How this happens can be seen from the following example.

Let's create an assembly with “one solution” from the cubes we have (all sweeps from Fig. 2 ) - this set is absent among the 1073 final sample assemblies, but this is quite a playable, one-way puzzle.

[001233] - 29
[123300] - 30
[230121] - 17 XX-Y (534120)
[312000] - 32

The assembly is shown in the solution position. Repaint its facets as follows: yellow - in blue, blue - in yellow, otherwise 1 - 2, 2 - 1:

[002133] - XXZ (103254)] : [001233] - 29
[213300] - XXZ (103254)] : [123300] - 30
[130212] - XXZ (103254)] : [312021] - 46
[321000] - XXZ (103254)] : [230100] - 31

That is, in this example, it was not possible to create a new entity by repainting (any assemblies formed from the set shown in Fig. 2 are already taken into account among the existing 1073's) - the assembly we repainted is not included in the final set of 1073 unique puzzles, but can be made up of those 46 cubes, which served as material for all puzzles. However, such an assembly will be only an example of isomorphism, since by an ordinary substitution of colors, it turns into another assembly (from other cubes) already taken into account by us.

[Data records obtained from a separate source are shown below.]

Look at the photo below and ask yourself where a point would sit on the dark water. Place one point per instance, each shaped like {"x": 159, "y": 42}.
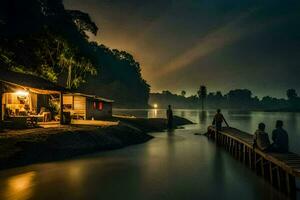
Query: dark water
{"x": 178, "y": 165}
{"x": 246, "y": 121}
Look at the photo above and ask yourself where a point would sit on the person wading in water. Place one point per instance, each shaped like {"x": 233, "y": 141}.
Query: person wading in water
{"x": 169, "y": 117}
{"x": 218, "y": 120}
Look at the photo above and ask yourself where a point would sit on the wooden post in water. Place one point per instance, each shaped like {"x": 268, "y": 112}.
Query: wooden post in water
{"x": 1, "y": 108}
{"x": 61, "y": 108}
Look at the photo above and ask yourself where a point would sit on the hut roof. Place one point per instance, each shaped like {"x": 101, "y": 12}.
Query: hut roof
{"x": 28, "y": 81}
{"x": 91, "y": 96}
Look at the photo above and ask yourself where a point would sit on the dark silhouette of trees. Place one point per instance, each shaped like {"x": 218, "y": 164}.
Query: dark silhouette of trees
{"x": 202, "y": 93}
{"x": 42, "y": 38}
{"x": 238, "y": 99}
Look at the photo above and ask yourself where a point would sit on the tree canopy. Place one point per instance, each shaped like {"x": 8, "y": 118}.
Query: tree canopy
{"x": 42, "y": 38}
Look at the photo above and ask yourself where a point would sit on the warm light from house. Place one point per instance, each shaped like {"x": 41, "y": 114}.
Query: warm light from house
{"x": 22, "y": 93}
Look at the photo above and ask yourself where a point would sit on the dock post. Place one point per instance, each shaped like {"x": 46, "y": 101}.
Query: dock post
{"x": 250, "y": 157}
{"x": 271, "y": 173}
{"x": 244, "y": 154}
{"x": 290, "y": 184}
{"x": 61, "y": 108}
{"x": 262, "y": 168}
{"x": 278, "y": 178}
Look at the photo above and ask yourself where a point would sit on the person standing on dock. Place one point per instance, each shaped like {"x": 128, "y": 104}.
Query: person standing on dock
{"x": 169, "y": 117}
{"x": 218, "y": 120}
{"x": 261, "y": 138}
{"x": 280, "y": 139}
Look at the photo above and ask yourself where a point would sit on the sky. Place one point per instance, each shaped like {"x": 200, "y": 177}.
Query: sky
{"x": 223, "y": 44}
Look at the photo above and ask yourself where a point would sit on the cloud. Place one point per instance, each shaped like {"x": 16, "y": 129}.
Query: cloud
{"x": 216, "y": 39}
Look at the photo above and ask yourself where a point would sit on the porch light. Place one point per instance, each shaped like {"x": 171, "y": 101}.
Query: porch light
{"x": 22, "y": 93}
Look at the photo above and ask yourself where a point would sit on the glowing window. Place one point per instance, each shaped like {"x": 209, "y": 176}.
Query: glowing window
{"x": 100, "y": 105}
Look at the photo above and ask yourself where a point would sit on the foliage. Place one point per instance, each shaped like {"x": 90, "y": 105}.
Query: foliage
{"x": 42, "y": 38}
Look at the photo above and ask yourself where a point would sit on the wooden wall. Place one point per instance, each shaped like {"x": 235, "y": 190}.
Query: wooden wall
{"x": 93, "y": 112}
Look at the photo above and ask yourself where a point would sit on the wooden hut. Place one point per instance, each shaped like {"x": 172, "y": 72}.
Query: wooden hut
{"x": 22, "y": 96}
{"x": 87, "y": 107}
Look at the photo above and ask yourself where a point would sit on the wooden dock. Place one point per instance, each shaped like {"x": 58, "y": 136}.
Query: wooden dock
{"x": 281, "y": 170}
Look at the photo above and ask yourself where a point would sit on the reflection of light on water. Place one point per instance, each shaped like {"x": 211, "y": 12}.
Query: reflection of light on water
{"x": 19, "y": 187}
{"x": 153, "y": 113}
{"x": 75, "y": 174}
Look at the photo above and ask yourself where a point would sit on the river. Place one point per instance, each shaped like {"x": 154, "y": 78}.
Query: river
{"x": 175, "y": 165}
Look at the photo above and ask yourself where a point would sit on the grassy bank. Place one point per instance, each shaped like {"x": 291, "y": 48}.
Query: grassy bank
{"x": 22, "y": 147}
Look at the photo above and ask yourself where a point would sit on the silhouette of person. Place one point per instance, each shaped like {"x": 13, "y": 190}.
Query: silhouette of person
{"x": 218, "y": 120}
{"x": 280, "y": 139}
{"x": 169, "y": 117}
{"x": 261, "y": 138}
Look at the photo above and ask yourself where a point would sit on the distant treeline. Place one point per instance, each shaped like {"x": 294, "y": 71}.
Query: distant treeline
{"x": 241, "y": 99}
{"x": 42, "y": 38}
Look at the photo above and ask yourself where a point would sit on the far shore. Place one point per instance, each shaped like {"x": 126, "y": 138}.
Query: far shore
{"x": 23, "y": 147}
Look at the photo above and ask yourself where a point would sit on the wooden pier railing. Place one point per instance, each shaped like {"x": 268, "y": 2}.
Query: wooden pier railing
{"x": 281, "y": 170}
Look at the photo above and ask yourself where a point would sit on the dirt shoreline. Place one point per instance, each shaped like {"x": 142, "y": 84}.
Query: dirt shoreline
{"x": 23, "y": 147}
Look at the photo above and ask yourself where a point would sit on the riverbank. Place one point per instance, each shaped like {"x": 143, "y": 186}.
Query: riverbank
{"x": 23, "y": 147}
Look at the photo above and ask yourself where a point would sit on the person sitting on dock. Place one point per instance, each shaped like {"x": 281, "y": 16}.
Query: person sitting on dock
{"x": 218, "y": 120}
{"x": 280, "y": 139}
{"x": 261, "y": 138}
{"x": 169, "y": 117}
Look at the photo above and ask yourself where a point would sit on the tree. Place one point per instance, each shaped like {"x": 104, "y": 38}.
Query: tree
{"x": 291, "y": 94}
{"x": 202, "y": 93}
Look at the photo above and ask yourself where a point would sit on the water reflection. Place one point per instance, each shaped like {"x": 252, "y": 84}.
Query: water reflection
{"x": 20, "y": 186}
{"x": 246, "y": 121}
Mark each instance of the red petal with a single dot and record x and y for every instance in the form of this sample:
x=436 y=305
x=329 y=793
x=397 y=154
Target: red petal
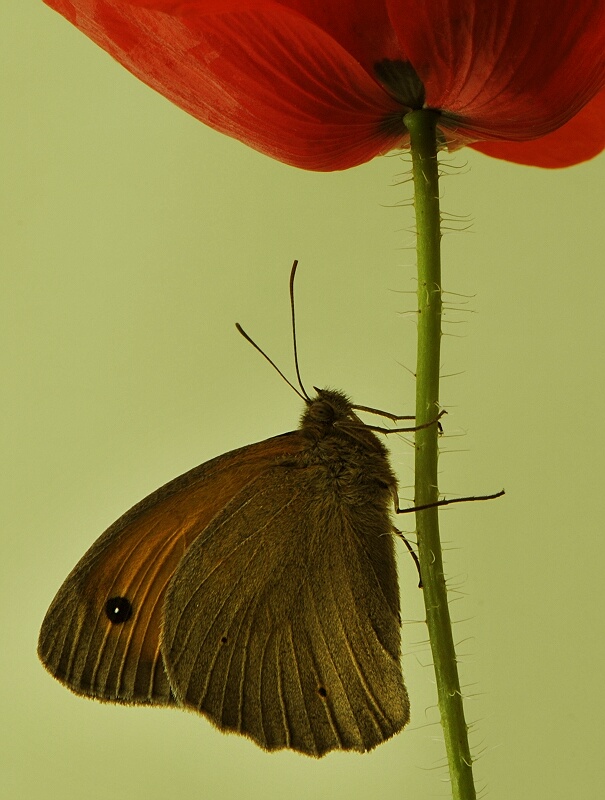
x=269 y=77
x=581 y=139
x=361 y=27
x=505 y=69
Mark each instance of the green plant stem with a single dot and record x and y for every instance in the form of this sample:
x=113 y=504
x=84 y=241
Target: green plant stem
x=422 y=127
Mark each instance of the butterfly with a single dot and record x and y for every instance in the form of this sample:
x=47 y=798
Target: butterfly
x=258 y=589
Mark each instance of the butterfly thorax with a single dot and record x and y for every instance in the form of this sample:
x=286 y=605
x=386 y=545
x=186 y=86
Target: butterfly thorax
x=350 y=455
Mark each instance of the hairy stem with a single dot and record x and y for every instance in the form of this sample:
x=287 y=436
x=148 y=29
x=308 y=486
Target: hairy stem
x=422 y=128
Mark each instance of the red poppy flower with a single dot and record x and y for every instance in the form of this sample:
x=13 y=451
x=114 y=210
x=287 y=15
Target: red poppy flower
x=324 y=84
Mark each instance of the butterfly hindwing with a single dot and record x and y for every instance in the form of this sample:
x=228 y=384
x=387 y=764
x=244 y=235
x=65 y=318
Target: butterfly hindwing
x=282 y=622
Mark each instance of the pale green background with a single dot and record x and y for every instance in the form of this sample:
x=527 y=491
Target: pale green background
x=133 y=238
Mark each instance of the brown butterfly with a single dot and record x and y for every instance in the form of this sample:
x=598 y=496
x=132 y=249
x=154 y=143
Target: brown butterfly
x=259 y=589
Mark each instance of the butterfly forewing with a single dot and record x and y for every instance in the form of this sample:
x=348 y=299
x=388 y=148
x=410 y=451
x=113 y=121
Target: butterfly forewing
x=132 y=564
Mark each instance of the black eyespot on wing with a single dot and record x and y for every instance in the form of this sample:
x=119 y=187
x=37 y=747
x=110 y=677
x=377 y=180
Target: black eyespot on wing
x=118 y=610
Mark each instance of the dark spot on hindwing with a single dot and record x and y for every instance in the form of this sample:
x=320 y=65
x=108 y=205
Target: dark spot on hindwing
x=118 y=610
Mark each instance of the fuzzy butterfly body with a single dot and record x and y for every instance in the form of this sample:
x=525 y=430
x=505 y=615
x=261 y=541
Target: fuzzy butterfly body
x=259 y=589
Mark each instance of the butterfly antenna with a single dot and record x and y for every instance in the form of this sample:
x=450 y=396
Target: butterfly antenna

Nevertheless, the "repainting" creates a considerable amount of "unrecognizable" looking puzzles. On the R.Stegmann site there are enough examples of isomorphically homogeneous Instant Insanity puzzles.

"What follows from this?"

It will be extremely annoying if the culture of intellectual leisure gives way to a contemplative leisure culture. I hope that their peaceful coexistence is possible.